Merril's other big question was about what happens to phages once they enter the human body — in particular, the circulatory system. Does the immune system destroy them? How quickly? Can some persist? From initial experiments with injecting phages into mice, he found that even before the immune system cells gobbled up bacteriophages as foreign organisms, the liver and spleen filtered them out. "My next question was, can we find a phage strain that wouldn't be taken up by the liver?" he recalls. "Such a strain would be more effective."
Merril happened to be on a committee that oversaw Biswas's PhD research, and one day, they started talking. "I told him that I used phages before in my graduate studies to make a phage library mainly for molecular biology work," Biswas recalls. Merril was interested. "I'd like to try to use bacteriophages to overcome antibiotic resistance problems," he told Biswas. "Would you come work in my lab?" Biswas was intrigued. "I said, 'It's an interesting idea. I can work in that field.'"
For a while after he joined Merril's lab, Biswas's days revolved around injecting mice with phages against E. coli and Salmonella typhimurium and then taking their blood tests to see how quickly the bacteria eaters were eaten themselves, disappearing from circulation.
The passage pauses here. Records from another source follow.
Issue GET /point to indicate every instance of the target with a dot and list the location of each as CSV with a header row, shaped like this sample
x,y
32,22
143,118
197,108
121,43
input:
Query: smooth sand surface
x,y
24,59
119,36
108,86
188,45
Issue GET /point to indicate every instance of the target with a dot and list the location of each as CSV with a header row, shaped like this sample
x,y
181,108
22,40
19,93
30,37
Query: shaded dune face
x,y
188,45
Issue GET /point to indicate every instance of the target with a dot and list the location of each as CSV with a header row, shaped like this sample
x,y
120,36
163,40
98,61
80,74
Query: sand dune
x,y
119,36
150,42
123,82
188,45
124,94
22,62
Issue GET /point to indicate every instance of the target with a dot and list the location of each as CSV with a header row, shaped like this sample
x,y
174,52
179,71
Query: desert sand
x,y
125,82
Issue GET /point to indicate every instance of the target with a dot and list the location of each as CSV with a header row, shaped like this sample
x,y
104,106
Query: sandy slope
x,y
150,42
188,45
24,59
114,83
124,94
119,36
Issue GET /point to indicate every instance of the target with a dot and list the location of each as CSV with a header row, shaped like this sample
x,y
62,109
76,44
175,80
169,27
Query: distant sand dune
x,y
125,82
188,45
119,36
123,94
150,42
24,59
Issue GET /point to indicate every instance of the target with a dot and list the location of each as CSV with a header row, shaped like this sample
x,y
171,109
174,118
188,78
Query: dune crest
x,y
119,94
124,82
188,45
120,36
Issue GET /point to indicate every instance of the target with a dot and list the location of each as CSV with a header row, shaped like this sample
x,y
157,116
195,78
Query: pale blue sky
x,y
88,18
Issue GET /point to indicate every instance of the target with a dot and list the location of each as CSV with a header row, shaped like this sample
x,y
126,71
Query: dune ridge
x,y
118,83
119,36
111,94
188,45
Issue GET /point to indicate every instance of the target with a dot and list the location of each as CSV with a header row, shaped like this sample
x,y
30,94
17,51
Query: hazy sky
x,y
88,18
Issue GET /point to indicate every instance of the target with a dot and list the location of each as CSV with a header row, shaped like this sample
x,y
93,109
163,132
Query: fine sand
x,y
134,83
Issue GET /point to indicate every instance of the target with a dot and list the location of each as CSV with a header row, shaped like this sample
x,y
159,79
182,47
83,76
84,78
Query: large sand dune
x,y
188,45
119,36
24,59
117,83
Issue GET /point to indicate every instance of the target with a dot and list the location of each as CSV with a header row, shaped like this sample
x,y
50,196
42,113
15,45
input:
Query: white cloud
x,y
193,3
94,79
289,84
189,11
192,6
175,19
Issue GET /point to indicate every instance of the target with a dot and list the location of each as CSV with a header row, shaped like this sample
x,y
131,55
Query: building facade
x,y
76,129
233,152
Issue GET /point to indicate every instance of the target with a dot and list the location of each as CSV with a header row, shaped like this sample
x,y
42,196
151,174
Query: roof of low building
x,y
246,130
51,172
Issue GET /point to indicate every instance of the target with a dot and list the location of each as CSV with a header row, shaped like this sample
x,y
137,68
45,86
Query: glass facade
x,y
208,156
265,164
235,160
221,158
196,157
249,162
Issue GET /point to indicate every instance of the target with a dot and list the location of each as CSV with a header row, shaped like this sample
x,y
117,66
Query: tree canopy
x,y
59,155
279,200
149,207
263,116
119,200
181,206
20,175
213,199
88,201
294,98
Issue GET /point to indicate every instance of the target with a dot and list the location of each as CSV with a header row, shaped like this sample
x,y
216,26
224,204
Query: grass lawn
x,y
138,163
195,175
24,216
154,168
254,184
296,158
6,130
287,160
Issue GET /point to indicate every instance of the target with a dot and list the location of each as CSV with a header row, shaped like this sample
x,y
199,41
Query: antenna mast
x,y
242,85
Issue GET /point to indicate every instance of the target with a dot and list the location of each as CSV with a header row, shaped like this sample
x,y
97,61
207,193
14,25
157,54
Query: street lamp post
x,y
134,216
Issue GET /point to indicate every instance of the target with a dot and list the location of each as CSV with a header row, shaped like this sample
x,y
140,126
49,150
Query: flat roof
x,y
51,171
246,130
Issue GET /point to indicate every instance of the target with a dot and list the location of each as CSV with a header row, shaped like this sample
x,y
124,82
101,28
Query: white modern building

About a day later, most phages would be gone, except for a tiny fraction. Biswas would filter them — and repeat the process again.
The first few rounds didn't exhibit much success. But then Biswas noticed that the survivors' numbers increased. "Surprisingly, after the eleventh round, we saw that the phage titer from the blood was getting higher," he recalls. "So we isolated those long-circulating or long-swimming phages." Similarly to d'Hérelle, they also turned to Greek mythology, naming their newfound potent creatures after Jason and the Argonauts, who sailed on the ship called Argo to retrieve the Golden Fleece. Although technically speaking phages can't swim on their own, they merely float, Biswajit and Merril liked the term. "We called them Argo1 and Argo2 phages because they were good swimmers."
The two types of Argo phages Biswas and Merril selected weren't just good swimmers — they were exceptional. Argo1's 18-hour survival numbers were 16,000-fold higher than the strain Biswas started with. Argo2's was 13,000-fold higher. Notably, these Argo phages also made better medicines than their original brethren. "Mice would survive when you treat with either phage," Biswas says. "But when we treated them with the Argo phages, they would recover much faster because the phages persisted longer in their bodies."